New company formation, which to me is a sign that innovation is being translated into companies and potential new products, was up in the first quarter of 2011 over the same quarter in 2010. San Diego gained biotech jobs in 2009, the most recent year in which data were collected, while the rest of the state lost jobs. Biocom membership is up by 75 companies this year. The last two PwC Money Tree reports on venture investment in Southern CA biotechs and device companies indicates growth from about $1.5 billion in the first half of 2010 to $1.6 billion in the first two quarters of 2011. San Diego also has three of the fastest growing device companies in the world—Volcano (NASDAQ: VOLC), Nuvasive (NASDAQ: NUVA), and CareFusion (NYSE: CFN). A reason to be even more optimistic is the evolution and diversity of technologies being developed here, including the new fields as wireless health, biofuels, and industrial biotechnology.
X: What are your priorities?
JP: In this year and next, my number one priority is to influence reform at FDA that moves the agency more toward an appreciation of the importance of innovative products and away from a risk-averse mindset in product review. We can’t afford more situations such as the rejections and delays in review of Arena’s obesity product, and Amylin’s new diabetes drug.

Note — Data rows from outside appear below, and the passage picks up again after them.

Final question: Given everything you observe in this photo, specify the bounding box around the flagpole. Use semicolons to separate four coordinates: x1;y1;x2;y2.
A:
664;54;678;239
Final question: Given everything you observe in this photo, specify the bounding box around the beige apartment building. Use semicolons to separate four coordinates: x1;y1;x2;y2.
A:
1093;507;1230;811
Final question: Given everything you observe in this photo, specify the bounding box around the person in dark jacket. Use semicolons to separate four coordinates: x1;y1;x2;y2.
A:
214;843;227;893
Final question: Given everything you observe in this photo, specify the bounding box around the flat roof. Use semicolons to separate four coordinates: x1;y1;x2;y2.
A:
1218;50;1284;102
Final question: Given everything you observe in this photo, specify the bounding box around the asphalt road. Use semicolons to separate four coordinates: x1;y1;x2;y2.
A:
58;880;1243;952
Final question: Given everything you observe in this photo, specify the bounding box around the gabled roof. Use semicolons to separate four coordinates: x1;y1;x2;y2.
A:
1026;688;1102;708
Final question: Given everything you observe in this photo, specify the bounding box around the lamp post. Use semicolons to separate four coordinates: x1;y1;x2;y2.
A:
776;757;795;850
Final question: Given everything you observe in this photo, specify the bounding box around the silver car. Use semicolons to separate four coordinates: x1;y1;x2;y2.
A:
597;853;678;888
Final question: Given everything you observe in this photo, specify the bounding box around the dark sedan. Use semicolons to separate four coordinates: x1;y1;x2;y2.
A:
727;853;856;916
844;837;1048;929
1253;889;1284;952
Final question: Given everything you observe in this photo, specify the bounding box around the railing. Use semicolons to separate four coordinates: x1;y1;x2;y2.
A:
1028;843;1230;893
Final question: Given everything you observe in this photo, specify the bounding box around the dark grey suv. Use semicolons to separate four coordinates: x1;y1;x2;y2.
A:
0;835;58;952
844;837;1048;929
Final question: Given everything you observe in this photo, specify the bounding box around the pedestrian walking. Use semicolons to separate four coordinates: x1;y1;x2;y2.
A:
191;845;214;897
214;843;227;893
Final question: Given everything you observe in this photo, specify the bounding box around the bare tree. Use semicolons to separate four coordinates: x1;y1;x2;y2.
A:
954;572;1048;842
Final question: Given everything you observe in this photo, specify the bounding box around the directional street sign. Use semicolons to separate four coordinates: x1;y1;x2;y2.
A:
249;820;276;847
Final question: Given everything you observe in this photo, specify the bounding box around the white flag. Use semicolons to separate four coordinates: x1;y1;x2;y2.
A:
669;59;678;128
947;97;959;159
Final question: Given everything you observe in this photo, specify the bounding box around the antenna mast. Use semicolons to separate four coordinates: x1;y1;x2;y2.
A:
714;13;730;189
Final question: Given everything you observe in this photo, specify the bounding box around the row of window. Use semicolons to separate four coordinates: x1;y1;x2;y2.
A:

Our overall priorities are: 1) To anticipate and shape the legislative landscape in Sacramento and Washington. For the last two years we’ve been most focused on DC, given the activity around health care and patent reform. We achieved a victory with the 12 years of exclusivity for biosimilars; we’re still fighting the medical device excise tax that imposes a $20 billion tax on our young companies. 2) To aggressively attract more capital and investors to the Southern California region. This year we launched our first global life science and pharma partnering conference. A couple of months ago, we released a new video presentation on the strength of the Southern California life sciences cluster. 3) To provide more opportunity for member-to-member networking and collaboration. It’s what we are known for as a cluster, but we’ve expanded our role in this area to creating a new section for CROs, which now account for a large and important sector of the regional industry. 4) To continue to create what I refer to as a “home grown workforce.” Our BIOCOM Institute is partnering with high schools, universities, member companies, and other associations to ensure that we drive economic growth in existing and emerging clusters. They brought $9 million in grant funding last year to develop programs to train a range of professionals from laboratory technicians to biofuels engineers. They’ve just created a post-doctoral immersion programs to give PhD’s some experience in an industry environment so that they are prepared and know what to expect when moving from academia to the private sector.
X: A freebie: Is there anything else on your mind these days?
JP: China is big on my mind these days. I’ve visited China with our members and with state legislators five times in the past 18 months and I’m returning again in October. China is rapidly moving to expand its health care system into the countryside, and to an ever-more affluent population. The portion of the Chinese population today that can afford private health insurance is equal to the entire population of the United States. We’ve created relationships with five key organizations in China that want innovative drugs and devices, and they also want to tap into the experience base that we’ve created in San Diego. The Chinese government will provide funding to companies interested in setting up operations there. The Chinese government also is addressing the issue of intellectual property protection. They have begun to realize that their own move toward creating an innovation-based life science industry will be thwarted without strong IP protection. My goal is to build a working relationship between Southern California and China’s pharma and device companies, and associations in such places as Beijing and Shanghai.